The project aims to enhance NLP capabilities for Amharic Language by developing a data corpus for various NLP applications. The project involves collecting, cleaning, processing data, developing APIs, and automating the pipeline.

Scalable Data Warehouse for LLM Finetuning: API Design for High Throughput Data Ingestion and RAG Retrieval

Project Overview

This projects aims to enhance Natural Language Processing (NLP) capabilities for African languages, focusing on Amharic. This project aims to develop a comprehensive data corpus to support various NLP applications, such as semantic search, content generation, chatbot support, sentiment analysis, and speech recognition.

Table of Contents

Business Need

The lack of extensive, high-quality text/audio datasets for Amharic is a significant bottleneck for developing competitive NLP products. By collecting and processing a vast amount of text/audio data from diverse online sources, this project will enhance Roots Tech Solutions' ability to create innovative NLP tools for these languages.


Tech Stack

  • Programming Languages: Python, JavaScript (React)
  • Web Scraping Tools: Selenium
  • Database: PostgreSQL
  • API Frameworks: Flask
  • Containerization: Docker, Docker Compose
  • Workflow Automation: Apache Airflow
  • Annotation Tool: Prodigy
  • Monitoring: Grafana

Setup Instructions


  • Python 3.x
  • Docker and Docker Compose
  • PostgreSQL or MongoDB (for local development)


  1. Clone the Repository

    git clone https://github.com/your-username/your-repository.git
    cd your-repository
  2. Set Up Virtual Environment

    python3 -m venv venv
    source venv/bin/activate   # On Windows: venv\Scripts\activate
  3. Install Requirements

    pip install -r requirements.txt
    Set Up Environment Variables
  4. Set Up Virtual Environment Create a .env file and add the following variables

  5. Run Docker Compose

    docker-compose up --build
  6. Run Web Scraping Scripts

    python scrapper/news_sites/alain.py
  7. Normalize and Clean Text Data

    python scripts/clean_data.py
  8. Filter Data for Amharic

    python scripts/filter_data.py

API Development

Run FastAPI Application

cd api
fastapi dev main.py

Automation & Stream Processing

Set Up Apache Airflow

airflow db init
airflow webserver --port 8080
airflow scheduler

Code Structure

├── app
│   ├── main.py               # API entry point
│   ├── routes                # API routes
│   ├── view_models           # Pydantic models (schemas)
│   ├── controllers           # Business logic
│   └── models                # SQLAlchemy models
├── data/raw
│   ├── alain_news.csv        # Raw data files
│   └── ...
├── schema
│   ├── news_schema.sql       # SQL schema for news
│   └── ...
├── db/connection
│   ├── db_connection.py      # db connection script
│   └── ...
├── scrapper
│   ├── news_sites/           # News sites scrapping scripts
│   ├── telegram/             # Telegram Scrapping scripts
│   ├── other/                # Other sites scripts
│   └── ...
├── Dockerfile                # Docker configuration
├── docker-compose.yml        # Docker Compose configuration
├── requirements.txt          # Python dependencies
├── README.md                 # Project documentation
└── ...


Contributions are welcome!
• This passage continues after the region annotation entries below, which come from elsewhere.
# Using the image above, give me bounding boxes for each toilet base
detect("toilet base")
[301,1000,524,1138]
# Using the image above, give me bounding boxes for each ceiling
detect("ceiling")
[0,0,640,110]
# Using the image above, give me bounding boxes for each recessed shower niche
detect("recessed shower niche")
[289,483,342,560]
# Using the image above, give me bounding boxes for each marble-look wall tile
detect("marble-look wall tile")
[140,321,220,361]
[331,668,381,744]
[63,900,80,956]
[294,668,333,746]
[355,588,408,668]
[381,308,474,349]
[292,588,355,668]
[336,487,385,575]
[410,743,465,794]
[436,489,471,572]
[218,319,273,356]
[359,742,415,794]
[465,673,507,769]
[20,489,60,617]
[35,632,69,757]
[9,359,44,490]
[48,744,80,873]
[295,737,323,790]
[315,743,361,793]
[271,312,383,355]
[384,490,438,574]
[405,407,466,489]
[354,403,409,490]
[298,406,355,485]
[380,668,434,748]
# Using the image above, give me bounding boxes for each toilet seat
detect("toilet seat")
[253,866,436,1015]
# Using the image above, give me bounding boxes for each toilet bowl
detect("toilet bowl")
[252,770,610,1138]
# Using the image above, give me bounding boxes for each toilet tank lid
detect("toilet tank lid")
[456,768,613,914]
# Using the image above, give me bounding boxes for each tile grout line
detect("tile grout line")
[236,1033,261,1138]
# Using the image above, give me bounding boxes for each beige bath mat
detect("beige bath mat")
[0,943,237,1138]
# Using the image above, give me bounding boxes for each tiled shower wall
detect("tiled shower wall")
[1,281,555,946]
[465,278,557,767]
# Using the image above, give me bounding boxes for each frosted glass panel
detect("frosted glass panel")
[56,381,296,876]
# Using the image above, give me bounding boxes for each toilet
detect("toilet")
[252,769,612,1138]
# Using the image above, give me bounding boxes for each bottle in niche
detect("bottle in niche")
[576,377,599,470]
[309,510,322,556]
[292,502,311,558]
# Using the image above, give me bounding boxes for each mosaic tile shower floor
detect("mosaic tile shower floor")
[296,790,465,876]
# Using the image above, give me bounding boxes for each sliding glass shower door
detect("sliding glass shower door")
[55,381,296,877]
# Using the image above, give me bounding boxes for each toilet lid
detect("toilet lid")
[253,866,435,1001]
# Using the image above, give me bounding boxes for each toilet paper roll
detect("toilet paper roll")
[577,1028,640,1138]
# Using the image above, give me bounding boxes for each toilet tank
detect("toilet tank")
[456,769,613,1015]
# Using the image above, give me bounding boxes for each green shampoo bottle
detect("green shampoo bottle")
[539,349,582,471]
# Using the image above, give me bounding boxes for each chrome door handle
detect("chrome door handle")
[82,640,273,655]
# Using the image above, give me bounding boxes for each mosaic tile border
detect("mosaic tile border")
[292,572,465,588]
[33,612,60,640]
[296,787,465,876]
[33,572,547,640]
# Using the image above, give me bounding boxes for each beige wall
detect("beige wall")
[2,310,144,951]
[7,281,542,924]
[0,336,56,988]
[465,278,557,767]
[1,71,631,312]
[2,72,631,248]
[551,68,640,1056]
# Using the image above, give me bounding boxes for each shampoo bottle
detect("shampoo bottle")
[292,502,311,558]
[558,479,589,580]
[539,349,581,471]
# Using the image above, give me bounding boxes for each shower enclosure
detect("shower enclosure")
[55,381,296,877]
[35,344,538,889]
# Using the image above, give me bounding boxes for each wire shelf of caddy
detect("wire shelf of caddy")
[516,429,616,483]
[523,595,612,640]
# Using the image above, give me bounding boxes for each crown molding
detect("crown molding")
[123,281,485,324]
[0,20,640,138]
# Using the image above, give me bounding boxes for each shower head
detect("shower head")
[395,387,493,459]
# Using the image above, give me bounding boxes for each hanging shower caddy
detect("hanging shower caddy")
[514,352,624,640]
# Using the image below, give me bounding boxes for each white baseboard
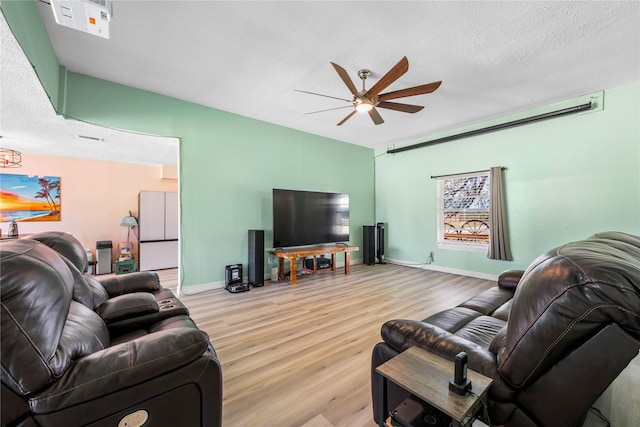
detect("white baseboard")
[385,258,498,281]
[178,280,224,295]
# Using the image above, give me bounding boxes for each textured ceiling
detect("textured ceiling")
[3,1,640,166]
[0,15,178,165]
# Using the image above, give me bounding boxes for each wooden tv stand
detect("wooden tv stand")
[269,245,360,285]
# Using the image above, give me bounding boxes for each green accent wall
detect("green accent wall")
[2,2,374,292]
[0,0,640,286]
[375,83,640,274]
[64,73,374,292]
[0,0,62,108]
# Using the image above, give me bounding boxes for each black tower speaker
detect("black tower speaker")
[248,230,264,286]
[376,222,386,264]
[362,225,376,265]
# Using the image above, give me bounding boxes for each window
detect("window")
[437,172,490,251]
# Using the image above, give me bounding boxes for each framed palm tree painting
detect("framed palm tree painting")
[0,173,61,222]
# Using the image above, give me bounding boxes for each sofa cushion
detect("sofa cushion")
[422,307,480,333]
[96,292,160,325]
[498,233,640,387]
[458,286,514,316]
[0,239,109,395]
[24,231,89,273]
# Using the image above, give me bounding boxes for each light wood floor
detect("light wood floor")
[159,264,495,427]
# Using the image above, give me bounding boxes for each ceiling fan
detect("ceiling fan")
[295,56,442,126]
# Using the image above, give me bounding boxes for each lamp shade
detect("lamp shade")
[120,216,138,227]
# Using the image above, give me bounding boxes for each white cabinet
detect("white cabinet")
[138,191,180,271]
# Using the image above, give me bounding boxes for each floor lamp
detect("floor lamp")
[120,211,138,254]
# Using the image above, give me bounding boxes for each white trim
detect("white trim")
[438,241,489,253]
[179,280,224,296]
[386,258,498,281]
Please follow these steps:

  • Fork the repository.
  • Create a new branch.
  • Make your changes.
  • Submit a pull request.


This project is licensed under the MIT License. See the LICENSE file for details.

Next Steps

  1. Populate the Repository: Ensure the repository has the necessary scripts (scrapy_spider.py, clean_data.py, filter_data.py) and configuration files (Dockerfile, docker-compose.yml).
  2. Document Individual Scripts: Add comments and documentation within each script to explain its functionality.
  3. Setup AWS Resources: Configure AWS resources (EC2, S3, RDS, Kinesis) as needed for your specific project requirements.
  4. Collaborate and Communicate: Share the repository link with your team members and collaborate using issues and pull requests for any changes or improvements.